LEIRIs (from John Cowan)

[Forwarding to the list for John Cowan who is receiving email,
but not yet able to send.  pbg]

Here's my [John Cowan's] comments on LEIRIs.  

The current Internet-Draft says only this about LEIRIs:

7.1. LEIRI processing


   This section defines Legacy Extended IRIs (LEIRIs).  The syntax of
   Legacy Extended IRIs is the same as that for IRIs, except that the
   ucschar production is replaced by the leiri-ucschar production:

     leiri-ucschar  = " " / "<" / ">" / '"' / "{" / "}" / "|"
                      / "\" / "^" / "`" / %x0-1F / %x7F-D7FF
                      / %xE000-FFFD / %x10000-10FFFF

   Among other extensions, processors based on this specification also
   did not enforce the restriction on bidirectional formatting
   characters in Section 4.1, and the iprivate production becomes
   redundant.

   To convert a string allowed as a LEIRI to an IRI, each character
   allowed in leiri-ucschar but not in ucschar must be percent-encoded
   using Section 3.3.

This is consistent technically with the W3C LEIRI note.  It does not
define a specific LEIRI production, but tells you what LEIRIs look
like and by implication how to validate and parse them.

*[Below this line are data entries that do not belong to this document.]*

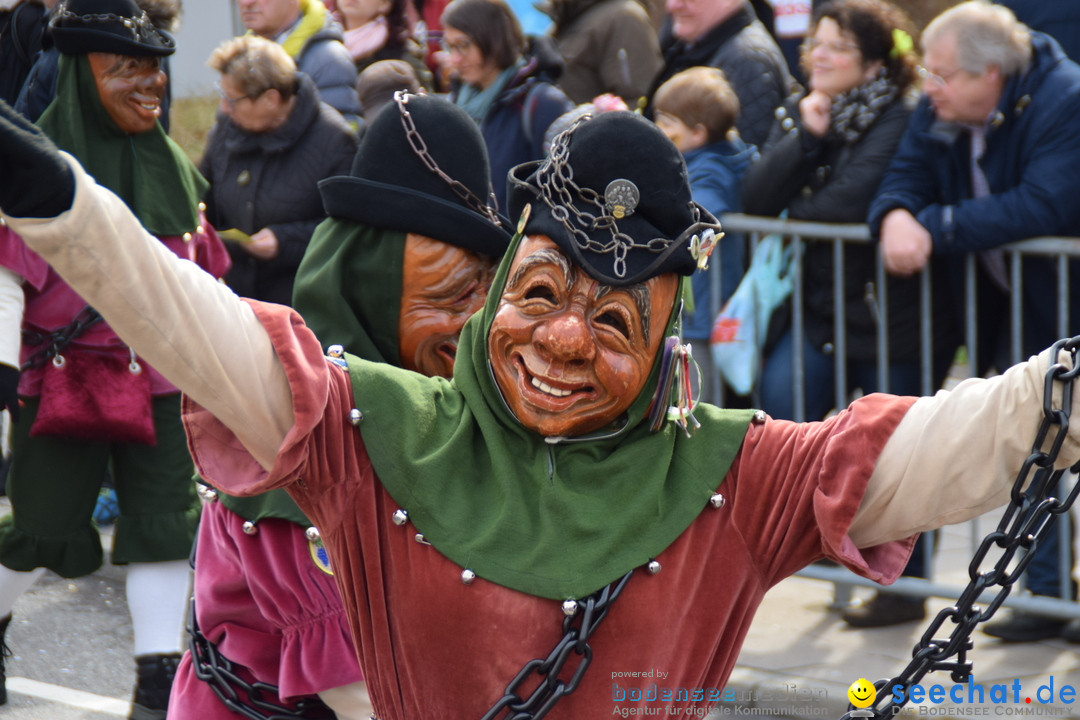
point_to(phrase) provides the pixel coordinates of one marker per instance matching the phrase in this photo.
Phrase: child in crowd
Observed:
(697, 110)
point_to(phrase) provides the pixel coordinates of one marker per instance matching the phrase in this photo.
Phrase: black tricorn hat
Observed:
(422, 167)
(613, 194)
(107, 26)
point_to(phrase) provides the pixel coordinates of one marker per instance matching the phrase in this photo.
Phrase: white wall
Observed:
(204, 25)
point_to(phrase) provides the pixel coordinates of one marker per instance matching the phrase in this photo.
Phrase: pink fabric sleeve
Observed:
(221, 460)
(805, 483)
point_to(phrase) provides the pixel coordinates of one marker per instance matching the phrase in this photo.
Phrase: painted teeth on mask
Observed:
(544, 388)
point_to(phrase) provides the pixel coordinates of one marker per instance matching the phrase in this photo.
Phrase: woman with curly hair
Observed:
(825, 157)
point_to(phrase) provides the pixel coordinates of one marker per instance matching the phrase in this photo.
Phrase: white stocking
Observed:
(349, 702)
(158, 595)
(13, 583)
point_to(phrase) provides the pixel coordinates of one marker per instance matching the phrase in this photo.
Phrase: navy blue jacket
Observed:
(515, 124)
(1033, 152)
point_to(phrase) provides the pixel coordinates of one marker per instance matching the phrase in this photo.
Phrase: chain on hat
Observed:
(558, 191)
(490, 209)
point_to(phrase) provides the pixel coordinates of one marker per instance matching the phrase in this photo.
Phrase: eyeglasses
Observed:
(459, 48)
(231, 102)
(834, 48)
(934, 79)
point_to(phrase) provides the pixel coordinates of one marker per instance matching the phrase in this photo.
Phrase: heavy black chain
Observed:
(255, 701)
(58, 339)
(1029, 514)
(581, 620)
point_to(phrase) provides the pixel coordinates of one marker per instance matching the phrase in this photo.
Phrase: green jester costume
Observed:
(460, 539)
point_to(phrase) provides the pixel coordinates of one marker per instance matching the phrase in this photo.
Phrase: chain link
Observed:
(490, 211)
(139, 26)
(577, 628)
(558, 191)
(245, 698)
(1031, 510)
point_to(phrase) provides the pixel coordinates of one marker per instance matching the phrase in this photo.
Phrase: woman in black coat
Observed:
(273, 140)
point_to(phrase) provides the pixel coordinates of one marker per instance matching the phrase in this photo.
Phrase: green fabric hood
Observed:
(553, 519)
(149, 172)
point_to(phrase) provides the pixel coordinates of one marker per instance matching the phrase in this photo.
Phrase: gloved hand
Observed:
(35, 180)
(9, 388)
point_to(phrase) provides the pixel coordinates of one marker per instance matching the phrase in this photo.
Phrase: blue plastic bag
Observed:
(739, 330)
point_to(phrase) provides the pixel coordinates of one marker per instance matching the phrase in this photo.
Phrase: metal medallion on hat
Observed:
(620, 198)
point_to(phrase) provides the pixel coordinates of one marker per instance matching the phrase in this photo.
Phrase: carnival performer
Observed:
(377, 281)
(89, 401)
(467, 518)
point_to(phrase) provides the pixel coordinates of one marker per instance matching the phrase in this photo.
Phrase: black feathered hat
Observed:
(422, 167)
(613, 195)
(107, 26)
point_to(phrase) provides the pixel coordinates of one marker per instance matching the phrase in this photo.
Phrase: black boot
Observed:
(883, 610)
(4, 654)
(152, 684)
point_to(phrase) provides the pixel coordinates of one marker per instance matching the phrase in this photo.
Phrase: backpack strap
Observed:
(529, 108)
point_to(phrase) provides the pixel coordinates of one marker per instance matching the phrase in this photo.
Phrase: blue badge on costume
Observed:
(320, 557)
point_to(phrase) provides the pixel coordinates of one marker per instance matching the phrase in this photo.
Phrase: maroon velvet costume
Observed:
(432, 647)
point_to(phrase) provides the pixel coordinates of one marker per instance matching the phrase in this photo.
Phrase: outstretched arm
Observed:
(193, 329)
(955, 456)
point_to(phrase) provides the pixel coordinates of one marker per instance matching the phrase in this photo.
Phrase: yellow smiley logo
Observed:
(862, 693)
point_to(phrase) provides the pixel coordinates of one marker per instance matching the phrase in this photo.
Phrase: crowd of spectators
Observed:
(948, 140)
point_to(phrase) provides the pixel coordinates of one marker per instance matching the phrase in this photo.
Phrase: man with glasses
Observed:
(989, 158)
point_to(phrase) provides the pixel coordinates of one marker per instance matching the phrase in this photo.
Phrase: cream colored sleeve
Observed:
(12, 301)
(955, 456)
(190, 327)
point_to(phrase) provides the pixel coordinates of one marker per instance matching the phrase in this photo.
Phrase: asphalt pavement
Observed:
(71, 642)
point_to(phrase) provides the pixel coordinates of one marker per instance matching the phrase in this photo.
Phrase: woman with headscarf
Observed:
(272, 143)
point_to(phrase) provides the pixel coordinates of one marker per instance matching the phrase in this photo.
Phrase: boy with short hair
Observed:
(697, 110)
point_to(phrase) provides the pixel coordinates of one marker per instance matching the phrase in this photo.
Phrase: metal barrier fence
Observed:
(1062, 249)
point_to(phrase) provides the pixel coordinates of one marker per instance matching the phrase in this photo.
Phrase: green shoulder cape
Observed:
(557, 520)
(149, 172)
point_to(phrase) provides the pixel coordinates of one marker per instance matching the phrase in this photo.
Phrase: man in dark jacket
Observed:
(726, 35)
(989, 158)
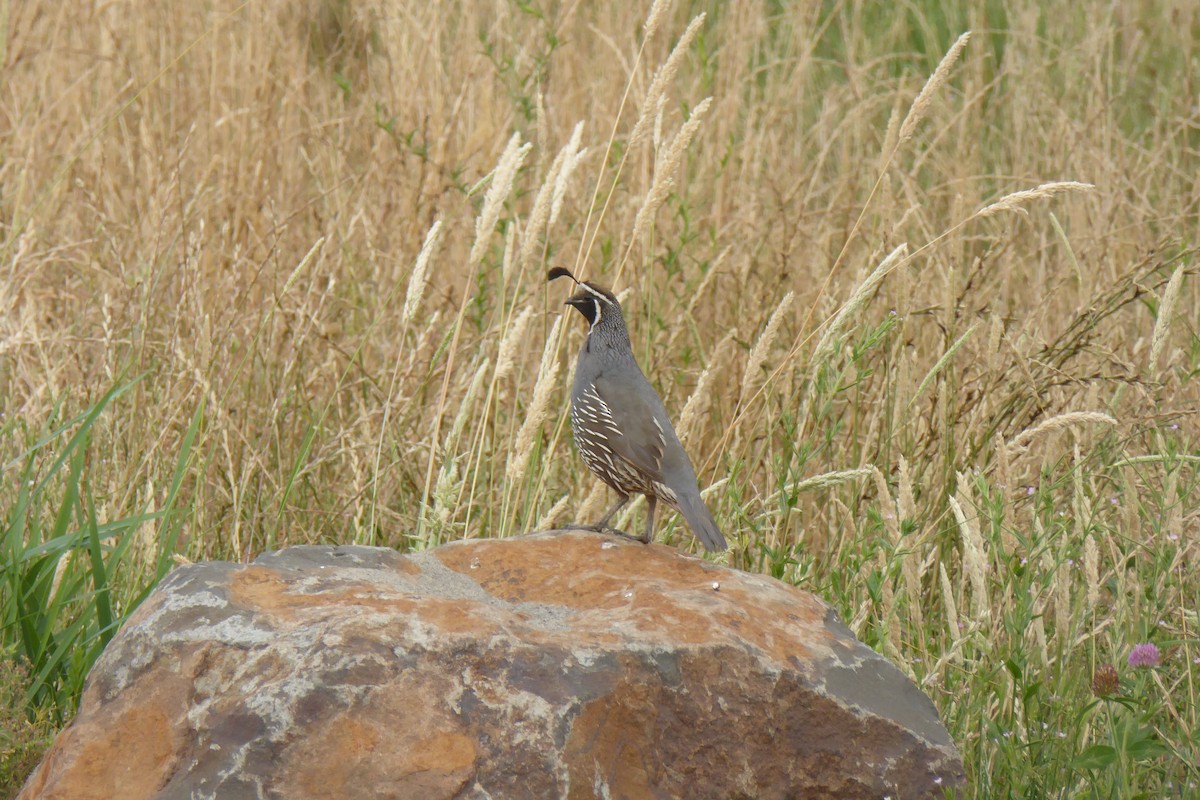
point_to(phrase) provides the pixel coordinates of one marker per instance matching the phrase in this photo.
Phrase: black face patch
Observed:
(587, 305)
(591, 301)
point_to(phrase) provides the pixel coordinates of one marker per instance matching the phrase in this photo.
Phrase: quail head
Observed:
(621, 427)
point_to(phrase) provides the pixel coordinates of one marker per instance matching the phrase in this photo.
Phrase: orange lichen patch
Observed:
(127, 749)
(571, 569)
(649, 590)
(364, 746)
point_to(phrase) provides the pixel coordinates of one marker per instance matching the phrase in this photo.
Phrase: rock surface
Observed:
(558, 665)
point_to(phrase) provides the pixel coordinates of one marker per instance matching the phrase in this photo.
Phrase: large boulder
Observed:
(558, 665)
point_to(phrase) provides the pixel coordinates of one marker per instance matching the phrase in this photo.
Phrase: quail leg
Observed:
(603, 525)
(648, 536)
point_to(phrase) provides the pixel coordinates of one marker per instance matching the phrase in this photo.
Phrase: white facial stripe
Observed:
(597, 320)
(593, 292)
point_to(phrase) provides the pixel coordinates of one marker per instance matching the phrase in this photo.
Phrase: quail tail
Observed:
(701, 522)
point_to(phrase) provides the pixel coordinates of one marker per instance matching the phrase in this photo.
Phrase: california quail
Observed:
(621, 427)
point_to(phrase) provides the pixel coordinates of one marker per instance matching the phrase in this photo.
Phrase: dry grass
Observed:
(321, 221)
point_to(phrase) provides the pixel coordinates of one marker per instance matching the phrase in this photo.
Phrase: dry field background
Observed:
(274, 272)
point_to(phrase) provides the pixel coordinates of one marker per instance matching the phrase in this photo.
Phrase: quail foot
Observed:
(621, 427)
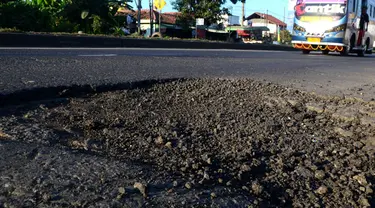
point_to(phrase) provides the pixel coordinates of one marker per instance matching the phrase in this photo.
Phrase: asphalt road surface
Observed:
(26, 68)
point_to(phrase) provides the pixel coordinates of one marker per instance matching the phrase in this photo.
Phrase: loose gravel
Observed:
(199, 142)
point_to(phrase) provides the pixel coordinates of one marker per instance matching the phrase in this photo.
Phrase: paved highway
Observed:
(26, 68)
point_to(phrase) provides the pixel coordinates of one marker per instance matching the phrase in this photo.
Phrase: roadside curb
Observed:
(48, 40)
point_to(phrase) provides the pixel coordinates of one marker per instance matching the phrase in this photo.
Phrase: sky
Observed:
(274, 7)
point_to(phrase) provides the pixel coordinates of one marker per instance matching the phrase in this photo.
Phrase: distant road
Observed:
(25, 68)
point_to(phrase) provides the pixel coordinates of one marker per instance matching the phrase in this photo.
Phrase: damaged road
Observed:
(196, 142)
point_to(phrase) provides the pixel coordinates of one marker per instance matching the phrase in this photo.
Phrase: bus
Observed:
(332, 26)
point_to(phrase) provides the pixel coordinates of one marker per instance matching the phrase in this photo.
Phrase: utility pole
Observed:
(139, 16)
(151, 2)
(243, 13)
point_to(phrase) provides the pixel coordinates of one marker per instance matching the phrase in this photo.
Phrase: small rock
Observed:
(175, 183)
(343, 132)
(364, 202)
(159, 140)
(168, 145)
(141, 188)
(209, 161)
(121, 190)
(343, 178)
(369, 190)
(206, 176)
(358, 145)
(322, 190)
(319, 174)
(361, 179)
(245, 168)
(257, 188)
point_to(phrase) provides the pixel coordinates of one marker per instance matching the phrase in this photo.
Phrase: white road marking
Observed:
(97, 55)
(142, 49)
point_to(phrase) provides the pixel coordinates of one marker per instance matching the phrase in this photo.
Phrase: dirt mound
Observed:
(276, 146)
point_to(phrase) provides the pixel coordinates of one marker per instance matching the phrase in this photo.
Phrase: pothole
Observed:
(283, 147)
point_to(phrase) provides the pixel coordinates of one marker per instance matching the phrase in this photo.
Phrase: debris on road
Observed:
(210, 140)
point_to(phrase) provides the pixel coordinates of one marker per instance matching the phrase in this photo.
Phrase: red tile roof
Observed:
(268, 17)
(166, 17)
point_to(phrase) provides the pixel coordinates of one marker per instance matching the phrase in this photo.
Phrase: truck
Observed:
(236, 33)
(333, 26)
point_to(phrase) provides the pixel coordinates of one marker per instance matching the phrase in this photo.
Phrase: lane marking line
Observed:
(97, 55)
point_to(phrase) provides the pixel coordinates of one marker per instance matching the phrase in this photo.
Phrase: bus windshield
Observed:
(320, 10)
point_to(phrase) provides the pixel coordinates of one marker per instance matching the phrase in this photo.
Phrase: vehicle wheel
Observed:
(306, 51)
(345, 51)
(362, 52)
(157, 35)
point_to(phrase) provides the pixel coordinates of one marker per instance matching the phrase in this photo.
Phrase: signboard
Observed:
(200, 21)
(159, 4)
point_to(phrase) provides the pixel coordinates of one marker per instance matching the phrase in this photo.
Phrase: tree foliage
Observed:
(92, 16)
(285, 36)
(210, 10)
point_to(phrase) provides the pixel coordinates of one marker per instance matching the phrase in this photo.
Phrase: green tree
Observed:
(285, 36)
(243, 7)
(210, 10)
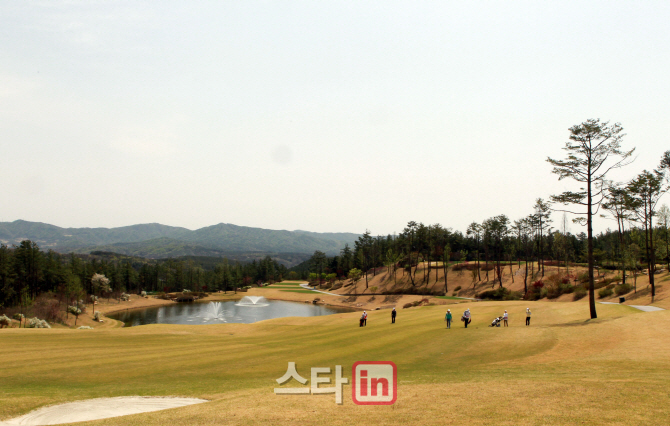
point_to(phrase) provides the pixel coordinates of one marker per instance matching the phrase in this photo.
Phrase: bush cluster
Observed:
(37, 323)
(622, 289)
(605, 292)
(500, 294)
(5, 321)
(580, 293)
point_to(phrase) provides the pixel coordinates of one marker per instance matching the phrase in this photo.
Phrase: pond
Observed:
(248, 310)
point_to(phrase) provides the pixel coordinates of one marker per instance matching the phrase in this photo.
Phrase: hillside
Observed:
(154, 240)
(385, 282)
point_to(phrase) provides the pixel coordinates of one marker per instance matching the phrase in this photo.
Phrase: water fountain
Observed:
(214, 312)
(252, 301)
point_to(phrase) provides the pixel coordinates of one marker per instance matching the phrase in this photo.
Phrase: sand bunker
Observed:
(100, 408)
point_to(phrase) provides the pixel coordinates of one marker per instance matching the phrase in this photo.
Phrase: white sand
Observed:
(100, 408)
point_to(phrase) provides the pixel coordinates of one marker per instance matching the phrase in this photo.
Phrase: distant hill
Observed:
(154, 240)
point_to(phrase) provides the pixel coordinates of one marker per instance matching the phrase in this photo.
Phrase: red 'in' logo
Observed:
(374, 382)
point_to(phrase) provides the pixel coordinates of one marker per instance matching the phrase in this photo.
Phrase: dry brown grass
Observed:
(564, 369)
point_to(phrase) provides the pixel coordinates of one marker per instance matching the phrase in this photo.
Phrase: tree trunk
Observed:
(589, 250)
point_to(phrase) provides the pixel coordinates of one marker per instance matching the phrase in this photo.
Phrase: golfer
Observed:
(466, 317)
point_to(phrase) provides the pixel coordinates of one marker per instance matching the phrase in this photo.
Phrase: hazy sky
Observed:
(322, 116)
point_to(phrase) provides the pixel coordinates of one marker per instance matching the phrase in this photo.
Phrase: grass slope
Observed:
(563, 369)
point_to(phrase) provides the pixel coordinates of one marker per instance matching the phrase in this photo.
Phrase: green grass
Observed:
(564, 369)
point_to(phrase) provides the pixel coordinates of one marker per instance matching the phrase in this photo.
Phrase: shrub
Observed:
(605, 292)
(499, 294)
(623, 289)
(37, 323)
(580, 293)
(74, 311)
(5, 321)
(566, 288)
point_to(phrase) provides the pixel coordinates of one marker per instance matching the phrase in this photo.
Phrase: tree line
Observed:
(27, 272)
(593, 150)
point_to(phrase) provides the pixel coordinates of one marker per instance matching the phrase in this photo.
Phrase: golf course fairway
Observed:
(562, 369)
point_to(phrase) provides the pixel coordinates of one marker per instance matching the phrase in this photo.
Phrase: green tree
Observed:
(593, 150)
(100, 285)
(644, 192)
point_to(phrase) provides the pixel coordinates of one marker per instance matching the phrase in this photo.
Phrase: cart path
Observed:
(644, 308)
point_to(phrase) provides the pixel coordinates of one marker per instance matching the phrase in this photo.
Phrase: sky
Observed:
(326, 116)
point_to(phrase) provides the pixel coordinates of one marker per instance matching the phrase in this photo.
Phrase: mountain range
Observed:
(153, 240)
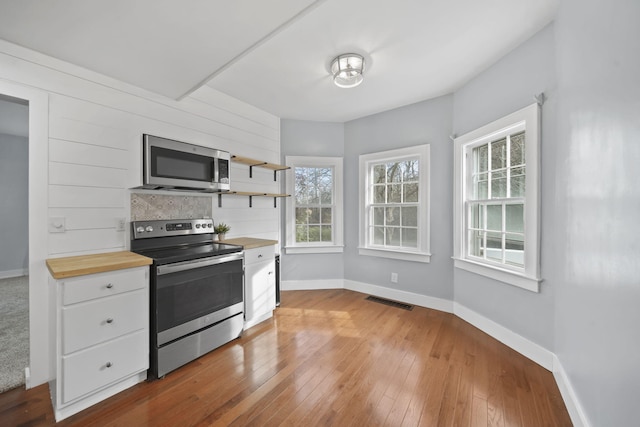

My only comment, which applies equally to the Note, is that the
characters %x0-%x7, %xB-%xC, and %xE-%x1F, and %x7F are permitted to
appear literally in LEIRIs, but not in XML documents either literally
or by NCRs.  I don't know if it's worth excluding them.  If we decide
to, the leiri-ucschar production would look like this:

     leiri-ucschar  = " " / "<" / ">" / '"' / "{" / "}" / "|"
                      / "\" / "^" / "`" / %x9 / %xA / %xD / %x80-D7FF
                      / %xE000-FFFD / %x10000-10FFFF

Received on Thursday, 1 July 2010 20:16:44 UTC